Rien pourtant dans sa santé ne pouvait faire prévoir une semblable catastrophe. Elle était sans doute extrêmement faible, elle dormait à peine et mangeait fort peu; mais ce triste état lui était ordinaire, et, quoique fâcheux, ne pouvait inspirer de craintes prochaines. Elle sortait tous les jours en voiture; elle le fit encore le 9, et, ce jour-là, donna pour but à sa promenade une course à l'Abbaye-au-Bois: l'abbé Gerbet arrivait à Paris; Frédéric Ozanam, venu la veille chez Mme Récamier avec sa femme, lui avait parlé du désir de trouver pour ce célèbre écrivain un logement à l'Abbaye; elle voulut aller s'informer elle-même si la chose serait possible. En rentrant, elle reçut avant le dîner plusieurs visites, et le soir outre le cercle de la famille, et M. Ampère, qui avait dîné à la Bibliothèque, elle admit encore Mme Salvage. Le lendemain, elle se sentait si peu souffrante, qu'elle chargea sa femme de chambre, personne dévouée et lectrice intelligente, de quelques courses qui devaient la retenir plusieurs heures au dehors. Pendant son absence, Mme Récamier se fit achever, par sa petite-nièce Juliette (l'aînée des enfants de Mme Lenormant), les Mémoires de Mme de Motteville, dont la lecture avait repris pour elle un intérêt de nouveauté, grâce à l'impression que ce jeune esprit en recevait.
À quatre heures, la lecture et le livre terminés, et comme Mme Récamier se faisait habiller pour dîner, elle fut prise d'un malaise si étrange et si soudain qu'elle fit à l'instant avertir Mme Lenormant. Celle-ci accourut: la voix de Mme Récamier se faisait à peine entendre, quand elle dit à sa nièce l'effet extraordinaire qu'elle ressentait. Le docteur Maisonneuve lui avait donné des soins, elle continuait à en recevoir de lui, il survint; on lui dit ce qui se passait, il recommanda de coucher la malade dans un lit bien chaud, fit quelques prescriptions insignifiantes, et en s'en allant, il répétait que cet état n'avait rien de grave, qu'on n'y prendrait pas même garde, si on ne se trouvait pas sous l'influence d'une épidémie. Il était moins rassuré cependant qu'il ne voulait le paraître: car, à sept heures, il revint de lui-même, et passa la nuit entière au chevet de la malade avec un grand dévouement.

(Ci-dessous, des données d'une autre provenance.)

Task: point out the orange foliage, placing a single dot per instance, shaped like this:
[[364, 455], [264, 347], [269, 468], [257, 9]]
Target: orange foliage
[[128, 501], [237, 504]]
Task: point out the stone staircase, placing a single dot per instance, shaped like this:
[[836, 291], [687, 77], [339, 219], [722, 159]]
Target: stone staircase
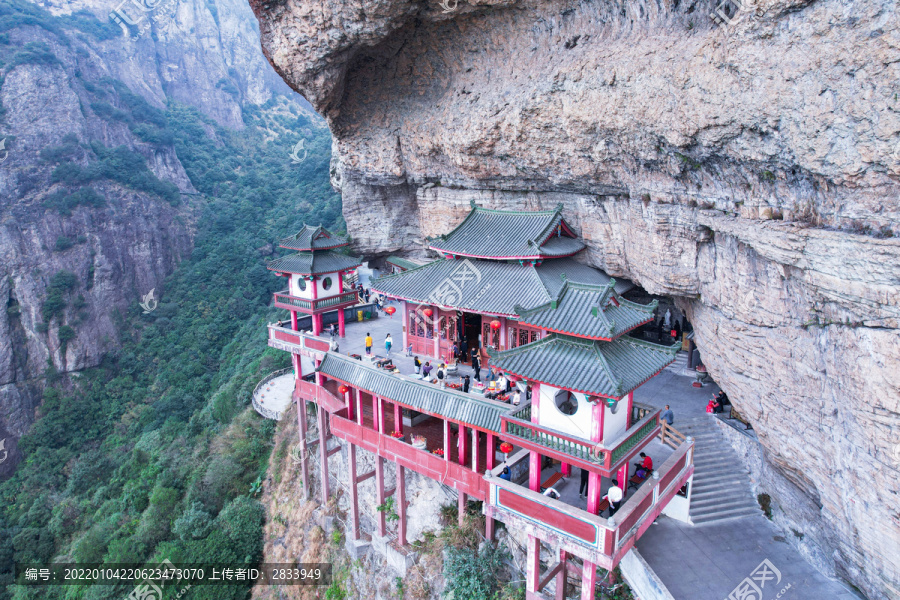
[[721, 482]]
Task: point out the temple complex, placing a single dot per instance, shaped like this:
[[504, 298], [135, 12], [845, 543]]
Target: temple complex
[[550, 337]]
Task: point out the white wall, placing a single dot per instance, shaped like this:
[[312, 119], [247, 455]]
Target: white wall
[[577, 425], [615, 425]]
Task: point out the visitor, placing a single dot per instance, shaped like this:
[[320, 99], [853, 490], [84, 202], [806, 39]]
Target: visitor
[[646, 465], [614, 495], [582, 489], [668, 416]]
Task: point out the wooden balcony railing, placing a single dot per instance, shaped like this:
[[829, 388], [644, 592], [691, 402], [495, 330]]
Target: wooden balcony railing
[[604, 458], [284, 300]]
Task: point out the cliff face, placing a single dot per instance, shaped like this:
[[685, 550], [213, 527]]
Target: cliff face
[[62, 106], [748, 171]]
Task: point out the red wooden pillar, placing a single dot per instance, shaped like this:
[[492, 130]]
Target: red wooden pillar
[[463, 443], [304, 460], [379, 485], [354, 494], [398, 418], [489, 458], [561, 576], [534, 472], [533, 567], [401, 505], [448, 435], [588, 580], [323, 453]]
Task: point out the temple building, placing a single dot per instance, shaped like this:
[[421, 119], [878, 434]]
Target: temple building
[[508, 290]]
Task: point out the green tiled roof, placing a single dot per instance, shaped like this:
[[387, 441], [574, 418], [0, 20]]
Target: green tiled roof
[[610, 369], [313, 263], [313, 238], [425, 397], [510, 235], [590, 311], [485, 286], [404, 263]]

Au moment où on la mettait au lit, Mme Récamier s'évanouit; en revenant à elle, elle exprima le désir d'être laissée seule avec sa nièce, et d'une voix éteinte, mais d'une âme ferme, lui expliqua ses dernières volontés. L'altération de ses traits était si grande que la terreur s'empara de Mme Lenormant; le docteur Récamier était malheureusement retenu à Bièvre par la maladie; on courut chez M. Cruveilhier, qui, logé tout près de la Bibliothèque, vint aussitôt. À la première inspection, il reconnut le choléra; il ne dissimula point à M. Lenormant qu'il n'avait aucune espérance, et ajouta que l'horrible lutte serait courte.